To give an incumbent credit for reforms and improvements he was only completing or for the outcomes of policies that precede him is perhaps the practice throughout the world of voting nations. In our particular case, it is also incredibly irresponsible, for it forgives and blesses the lackadaisical manner in which the country has been run since 2002. This laidback style, would be permissible if our President were merely Head of State or if we were a state coasting along nicely to utopia. Neither of these is true with regard to Kenya, we are instead a nation struggling to get up on knees raw with the wounding of 40 years of economic and political catastrophe.
While our situation demands visionary and determined leadership to marshal the collective will in a progressive direction, we have had in the last four years, a first hand case study of how a chief executive thrust effortlessly into power against the whims of common sense can sit on his hands. Historical nicknames aside, the President has abdicated his duties as Kenya has craved leadership on a new all-encompassing constitution, East African Federation, the conflict in Somalia, the land time-bomb and related clashes in Mt. Elgon, Turkana, West Pokot, Mau and Tana River among innumerable other situations.

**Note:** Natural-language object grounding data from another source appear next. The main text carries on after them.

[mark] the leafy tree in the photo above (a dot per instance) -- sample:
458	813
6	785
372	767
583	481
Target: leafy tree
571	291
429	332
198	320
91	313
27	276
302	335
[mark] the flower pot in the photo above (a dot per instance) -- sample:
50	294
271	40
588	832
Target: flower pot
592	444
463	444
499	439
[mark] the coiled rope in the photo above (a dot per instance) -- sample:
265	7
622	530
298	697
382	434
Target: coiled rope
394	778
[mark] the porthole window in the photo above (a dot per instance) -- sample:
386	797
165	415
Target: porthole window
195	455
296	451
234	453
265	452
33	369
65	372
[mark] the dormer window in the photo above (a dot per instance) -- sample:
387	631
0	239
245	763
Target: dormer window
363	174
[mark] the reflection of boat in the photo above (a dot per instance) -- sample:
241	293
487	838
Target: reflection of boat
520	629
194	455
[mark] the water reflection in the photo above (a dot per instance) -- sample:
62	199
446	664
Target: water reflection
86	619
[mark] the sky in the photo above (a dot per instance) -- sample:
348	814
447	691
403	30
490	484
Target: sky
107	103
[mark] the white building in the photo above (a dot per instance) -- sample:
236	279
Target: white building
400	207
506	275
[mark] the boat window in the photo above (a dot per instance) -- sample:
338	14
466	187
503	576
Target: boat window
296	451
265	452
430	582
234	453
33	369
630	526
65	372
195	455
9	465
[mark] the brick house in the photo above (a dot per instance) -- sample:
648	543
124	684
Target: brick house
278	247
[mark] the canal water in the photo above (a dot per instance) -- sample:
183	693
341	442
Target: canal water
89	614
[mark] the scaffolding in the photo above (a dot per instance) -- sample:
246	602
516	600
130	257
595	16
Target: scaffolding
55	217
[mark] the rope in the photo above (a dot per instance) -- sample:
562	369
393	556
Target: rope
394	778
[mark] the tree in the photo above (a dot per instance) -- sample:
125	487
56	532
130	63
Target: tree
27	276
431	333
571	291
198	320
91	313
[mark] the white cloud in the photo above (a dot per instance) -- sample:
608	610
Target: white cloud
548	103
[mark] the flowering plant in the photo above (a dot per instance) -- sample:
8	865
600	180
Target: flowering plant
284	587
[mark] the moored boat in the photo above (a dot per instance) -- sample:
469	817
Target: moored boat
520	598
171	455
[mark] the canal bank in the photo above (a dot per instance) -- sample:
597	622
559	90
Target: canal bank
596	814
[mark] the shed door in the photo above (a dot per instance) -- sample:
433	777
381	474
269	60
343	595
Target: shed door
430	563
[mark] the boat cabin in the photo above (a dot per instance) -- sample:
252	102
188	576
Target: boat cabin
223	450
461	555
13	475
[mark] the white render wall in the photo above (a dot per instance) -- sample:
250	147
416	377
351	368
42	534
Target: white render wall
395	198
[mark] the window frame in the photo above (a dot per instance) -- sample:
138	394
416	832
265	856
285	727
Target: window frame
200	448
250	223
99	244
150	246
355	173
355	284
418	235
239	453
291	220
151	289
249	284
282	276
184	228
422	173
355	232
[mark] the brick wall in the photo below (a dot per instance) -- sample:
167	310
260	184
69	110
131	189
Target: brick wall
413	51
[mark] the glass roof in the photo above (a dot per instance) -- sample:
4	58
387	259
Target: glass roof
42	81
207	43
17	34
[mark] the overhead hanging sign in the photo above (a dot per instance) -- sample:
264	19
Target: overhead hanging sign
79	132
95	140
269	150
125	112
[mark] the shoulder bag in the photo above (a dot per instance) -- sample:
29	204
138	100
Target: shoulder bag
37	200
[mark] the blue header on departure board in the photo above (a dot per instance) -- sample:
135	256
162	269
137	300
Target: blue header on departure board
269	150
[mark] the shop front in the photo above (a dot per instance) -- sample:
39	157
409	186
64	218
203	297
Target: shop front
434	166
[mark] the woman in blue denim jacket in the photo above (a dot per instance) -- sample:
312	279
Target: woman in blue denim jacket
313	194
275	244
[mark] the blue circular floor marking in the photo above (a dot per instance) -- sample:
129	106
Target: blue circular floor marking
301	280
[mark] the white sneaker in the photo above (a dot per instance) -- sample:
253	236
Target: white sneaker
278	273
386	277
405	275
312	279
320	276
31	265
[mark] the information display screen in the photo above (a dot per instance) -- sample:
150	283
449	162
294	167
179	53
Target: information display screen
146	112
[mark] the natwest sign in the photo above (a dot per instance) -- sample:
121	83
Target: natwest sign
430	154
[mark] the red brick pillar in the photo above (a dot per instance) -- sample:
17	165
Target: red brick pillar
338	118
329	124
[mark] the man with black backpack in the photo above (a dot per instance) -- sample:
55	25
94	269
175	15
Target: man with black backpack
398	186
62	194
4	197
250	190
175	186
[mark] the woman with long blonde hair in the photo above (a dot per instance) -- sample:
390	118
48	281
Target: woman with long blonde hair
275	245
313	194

It is true that this determined strategy to do nothing has often been temporarily shelved, but even then merely to purvey the most obtrusive discrimination, of a kind unrivalled since the 1970s. Where the nation sought healing from political oppression of 40 years, it has received in its stead a perpetuation, even an extension of the nepotistic corruption that has created a greatly polarized Kenyan society.
Clement weather,
investor goodwill, a surge in remittances, divestments of state stakes and a
healing from the trauma inflicted by the Economic Structural Adjustment
Programmes flatter the present view of the economy, but as the effect of these boons
wear away, it is vital that Kenya
embark on a programme of radical reform in anticipation of the future.
An economy built on agriculture will not achieve the growth figures that will lift Kenyans out of poverty, and neither will temporary infusions of finances into the public coffers from taxes or the sale of public assets. Absent a total revolution of our economy, economic growth will slide up and down as the world economy favors, with an ever increasing class of poor Kenyans.
Understandably perhaps, the spectre of an ODM-K presidency sends many into a panic; but this must not preclude the appreciation of the fact that Mwai Kibaki's Presidency has been a sad failure. Promising much and delivering very little, it has not served in any way to sort out our deepest structural problems, nor provided the guidance and impetus to guide our economy and national outlook in any way fundamentally different from what prevailed since the late 1990s. I will not waste my vote, I will make sense of my ritual, I will not vote Kibaki.

Usualy I do not like the empty politicking that Kenyans so delight and excel in, in lieu of treating real issues. But your article is an exception. You should at all means submit it to the Guardian or the Financial Times for re-publication; it would be excellent for foreign readers.
So what will you do when election time comes? Abstain, likely?